Falar que eu tive uma infância pobre seria um absurdo, mas falar que eu era desproporcionalmente mais pobre do que as outras crianças que estudavam comigo não é exagero nenhum. Isso porque mamãe economizou em brinquedos, mas não em escola cara. E escola cara é pra quem tem dinheiro para pagar escola cara além dos brinquedos, né? Daí que aos 9 anos de idade eu estava envolvido com essas crianças filhas de donos de rede de varejo, donos de indústria, donos da capa da revista Caras, donos do planeta Terra (a adjacências).

Apesar de estar fora do meu habitat, eu consegui fazer amiguinhos na época. Apesar dos Comandos em Ação, Transformers, He-Mans e essa galera em geral se aglomerarem mais em volta deles do que de mim.

Apesar desta opção de alocação de verbas, uma coisa eu tenho que reconhecer: até minha mãe começar a trabalhar, comer na minha casa era um espetáculo. Pratos diferentes todos os dias! Tudo delicioso. Minha mãe era uma remanescente da escola casa-de-vovó-aos-domingos. Fartura, abundância, grandes temperos, grandes ingredientes, grandes qualidades. Nada era ordinário na mesa do almoço e uma parte significativa dos meus caprichos e frescuras eram atendidos.

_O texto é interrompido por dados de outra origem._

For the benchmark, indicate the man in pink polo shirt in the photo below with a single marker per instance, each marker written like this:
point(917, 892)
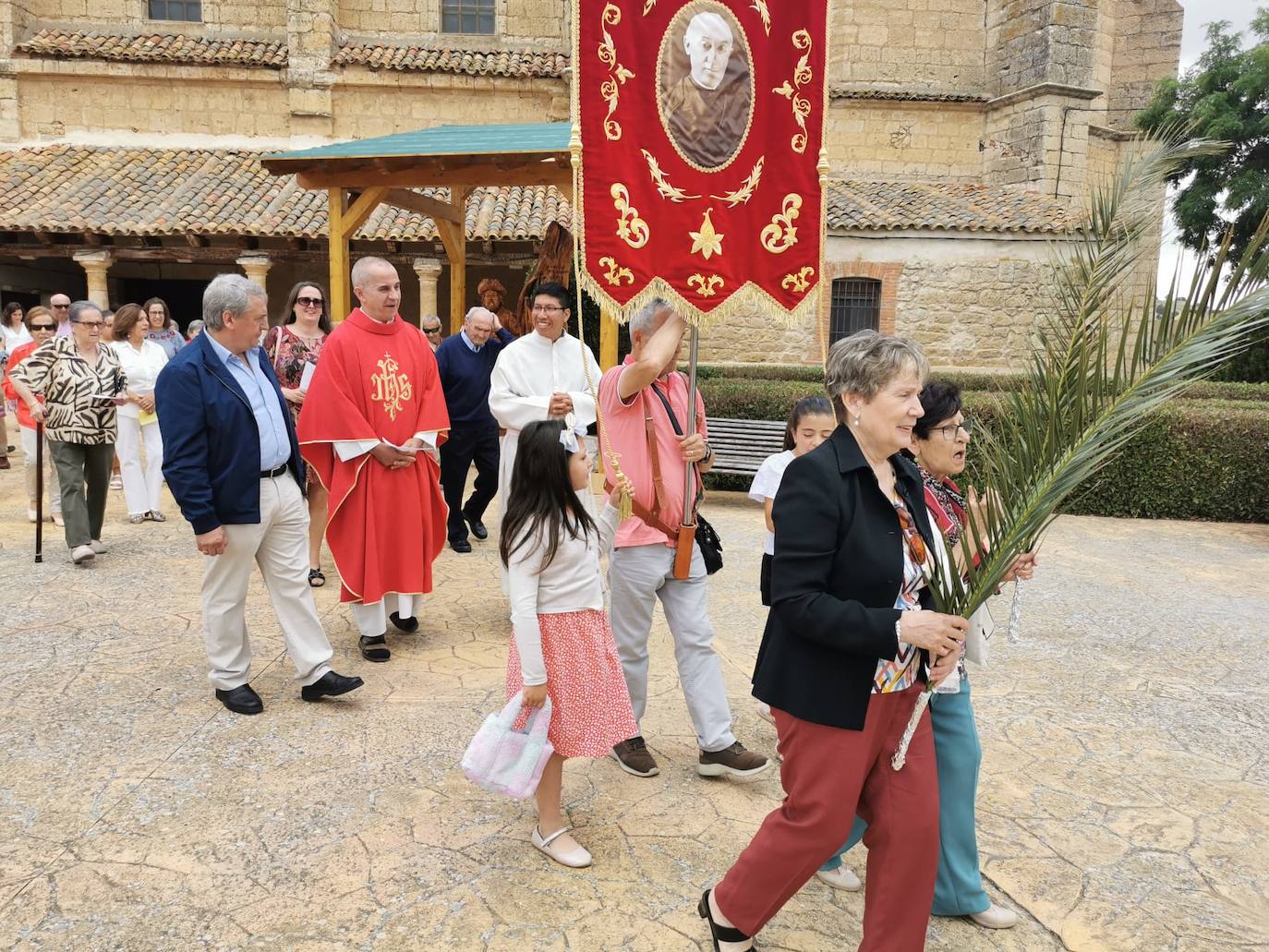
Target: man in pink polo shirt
point(641, 570)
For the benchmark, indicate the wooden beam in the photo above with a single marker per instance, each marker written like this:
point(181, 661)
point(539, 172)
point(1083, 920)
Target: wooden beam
point(338, 250)
point(433, 207)
point(356, 215)
point(454, 239)
point(470, 178)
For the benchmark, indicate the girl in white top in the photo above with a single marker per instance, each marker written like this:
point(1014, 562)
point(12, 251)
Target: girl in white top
point(810, 424)
point(139, 424)
point(562, 645)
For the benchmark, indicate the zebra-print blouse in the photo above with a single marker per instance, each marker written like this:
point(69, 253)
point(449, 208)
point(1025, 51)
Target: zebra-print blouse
point(75, 412)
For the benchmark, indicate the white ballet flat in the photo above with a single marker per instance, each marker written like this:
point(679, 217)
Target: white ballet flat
point(575, 858)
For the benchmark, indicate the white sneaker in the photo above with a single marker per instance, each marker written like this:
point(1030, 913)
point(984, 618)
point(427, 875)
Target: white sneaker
point(575, 858)
point(995, 918)
point(840, 878)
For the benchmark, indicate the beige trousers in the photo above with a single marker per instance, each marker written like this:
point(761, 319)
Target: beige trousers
point(279, 545)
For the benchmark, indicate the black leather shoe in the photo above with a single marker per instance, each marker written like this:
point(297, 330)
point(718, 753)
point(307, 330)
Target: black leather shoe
point(241, 700)
point(405, 625)
point(477, 527)
point(330, 684)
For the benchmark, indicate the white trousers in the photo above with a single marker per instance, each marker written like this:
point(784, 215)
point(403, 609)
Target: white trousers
point(279, 545)
point(53, 487)
point(142, 485)
point(640, 575)
point(372, 620)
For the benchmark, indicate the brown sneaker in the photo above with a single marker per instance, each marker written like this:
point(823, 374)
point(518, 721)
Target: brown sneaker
point(735, 761)
point(634, 756)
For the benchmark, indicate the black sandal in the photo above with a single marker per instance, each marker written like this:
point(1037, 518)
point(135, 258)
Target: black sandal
point(375, 649)
point(719, 934)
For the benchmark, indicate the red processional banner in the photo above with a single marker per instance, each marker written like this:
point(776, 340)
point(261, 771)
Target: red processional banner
point(702, 162)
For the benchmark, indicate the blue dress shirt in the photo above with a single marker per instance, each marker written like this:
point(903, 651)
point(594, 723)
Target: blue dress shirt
point(274, 442)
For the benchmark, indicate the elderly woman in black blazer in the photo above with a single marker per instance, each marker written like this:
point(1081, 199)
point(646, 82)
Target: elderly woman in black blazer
point(851, 640)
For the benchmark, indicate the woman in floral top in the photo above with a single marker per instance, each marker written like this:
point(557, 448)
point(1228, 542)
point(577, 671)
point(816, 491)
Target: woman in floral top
point(81, 382)
point(163, 329)
point(291, 345)
point(940, 440)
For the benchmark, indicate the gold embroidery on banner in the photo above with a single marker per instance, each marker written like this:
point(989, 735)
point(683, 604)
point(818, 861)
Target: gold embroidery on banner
point(746, 190)
point(780, 235)
point(707, 241)
point(630, 227)
point(760, 6)
point(801, 77)
point(662, 186)
point(800, 282)
point(391, 387)
point(708, 287)
point(616, 274)
point(617, 74)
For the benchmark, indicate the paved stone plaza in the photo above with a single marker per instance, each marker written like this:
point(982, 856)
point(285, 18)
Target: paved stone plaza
point(1123, 805)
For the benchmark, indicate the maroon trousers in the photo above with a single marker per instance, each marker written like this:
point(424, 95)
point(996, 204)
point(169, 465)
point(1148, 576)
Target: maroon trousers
point(828, 776)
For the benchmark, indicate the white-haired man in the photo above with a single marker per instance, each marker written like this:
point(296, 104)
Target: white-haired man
point(707, 111)
point(233, 464)
point(645, 404)
point(369, 428)
point(465, 362)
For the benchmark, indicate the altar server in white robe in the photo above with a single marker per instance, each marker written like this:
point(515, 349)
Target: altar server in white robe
point(539, 376)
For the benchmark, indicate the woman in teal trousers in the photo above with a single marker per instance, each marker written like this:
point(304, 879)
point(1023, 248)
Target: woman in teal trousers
point(939, 440)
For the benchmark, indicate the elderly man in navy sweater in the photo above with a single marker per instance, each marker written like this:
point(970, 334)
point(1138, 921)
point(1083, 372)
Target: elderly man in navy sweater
point(465, 362)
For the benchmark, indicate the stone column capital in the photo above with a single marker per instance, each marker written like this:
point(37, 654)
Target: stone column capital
point(427, 268)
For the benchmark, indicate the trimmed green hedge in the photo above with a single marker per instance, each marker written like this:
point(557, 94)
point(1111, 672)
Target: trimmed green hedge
point(1195, 458)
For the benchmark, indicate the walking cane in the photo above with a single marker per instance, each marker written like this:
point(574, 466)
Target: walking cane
point(40, 491)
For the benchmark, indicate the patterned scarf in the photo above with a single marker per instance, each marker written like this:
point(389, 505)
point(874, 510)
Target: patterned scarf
point(949, 499)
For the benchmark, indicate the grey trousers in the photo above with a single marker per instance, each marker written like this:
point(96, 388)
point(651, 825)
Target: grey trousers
point(84, 473)
point(640, 575)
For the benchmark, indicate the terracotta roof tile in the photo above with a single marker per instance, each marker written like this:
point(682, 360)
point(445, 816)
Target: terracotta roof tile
point(472, 63)
point(170, 47)
point(68, 188)
point(881, 206)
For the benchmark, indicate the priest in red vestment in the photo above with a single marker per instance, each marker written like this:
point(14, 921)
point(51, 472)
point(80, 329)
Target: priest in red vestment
point(369, 428)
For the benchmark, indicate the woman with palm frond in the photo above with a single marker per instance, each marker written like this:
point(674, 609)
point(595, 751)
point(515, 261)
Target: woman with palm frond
point(851, 637)
point(940, 442)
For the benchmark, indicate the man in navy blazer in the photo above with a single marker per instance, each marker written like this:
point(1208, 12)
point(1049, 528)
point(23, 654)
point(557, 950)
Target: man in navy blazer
point(233, 464)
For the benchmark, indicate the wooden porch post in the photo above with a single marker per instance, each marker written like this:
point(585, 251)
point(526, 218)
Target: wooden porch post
point(338, 243)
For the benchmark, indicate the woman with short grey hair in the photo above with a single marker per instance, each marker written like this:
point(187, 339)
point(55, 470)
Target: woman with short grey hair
point(81, 383)
point(852, 637)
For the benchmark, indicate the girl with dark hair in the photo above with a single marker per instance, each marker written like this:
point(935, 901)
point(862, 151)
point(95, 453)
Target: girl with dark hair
point(292, 345)
point(810, 424)
point(563, 646)
point(163, 329)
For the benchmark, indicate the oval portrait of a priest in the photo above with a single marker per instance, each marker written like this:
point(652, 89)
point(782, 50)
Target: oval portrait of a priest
point(706, 85)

Bem, tudo isto para contar que, em algum momento do ano de 1989 chegou aquele momento em que algum dos meus amiguinhos, seus Comandos em Ação, seus Transformers e seus He-Mans finalmente fizeram o convite: venha dormir em casa para a gente brincar! Fiquei deslumbrado, claro.

Imagina só: casa gigante com piscina!
* Me dei bem! *

Video games importados que custavam um zilhão de cruzados novos!
* Fernando Collor: abra já os portos brasileiros! *

Pais fumando charutos cubanos e contando notas de 100 dólares enquanto as crianças brincam no tapete da sala!
* A riqueza emanando de todos os orifícios do meu corpo! *

E, claro: comidas novas, incríveis, com cores e cheiros originais que fazem seu corpo estremecer, feitas por chefs de cozinha internacional: cada um com o seu Personal Alex Atala aguardando novas ordens enquanto você come. Mas isso não foi bem assim. Chegada a esperada hora do almoço, uma mesa com arroz, feijão, bife e ovo. Achou pouco? Tem alface ali, ó! Sirva-se!

Vejam, eu não quero ser esnobe e está longe de mim desprezar arroz, feijão, bife e ovo (hoje é o que eu mais como com muito gosto sim!). Considerem o seguinte: primeiro que estou falando dos meus 9 anos de idade. Segundo que estou falando de marxismo, luta de classes e a opressão da classe burguesa sobre a classe média assalariada (eu no segundo grupo). A minha decepção foi tão grande com aquilo… como esse povo pode ter dinheiro para comprar um Ômega zero quilômetros e comer essas coisinhas chinfrins enquanto eu, que ando de Golzinho batedeira, invadido pelo Movimento das Baratas Sem Teto, todos os dias almoço, no mínimo, um bom prato de estrogonofe?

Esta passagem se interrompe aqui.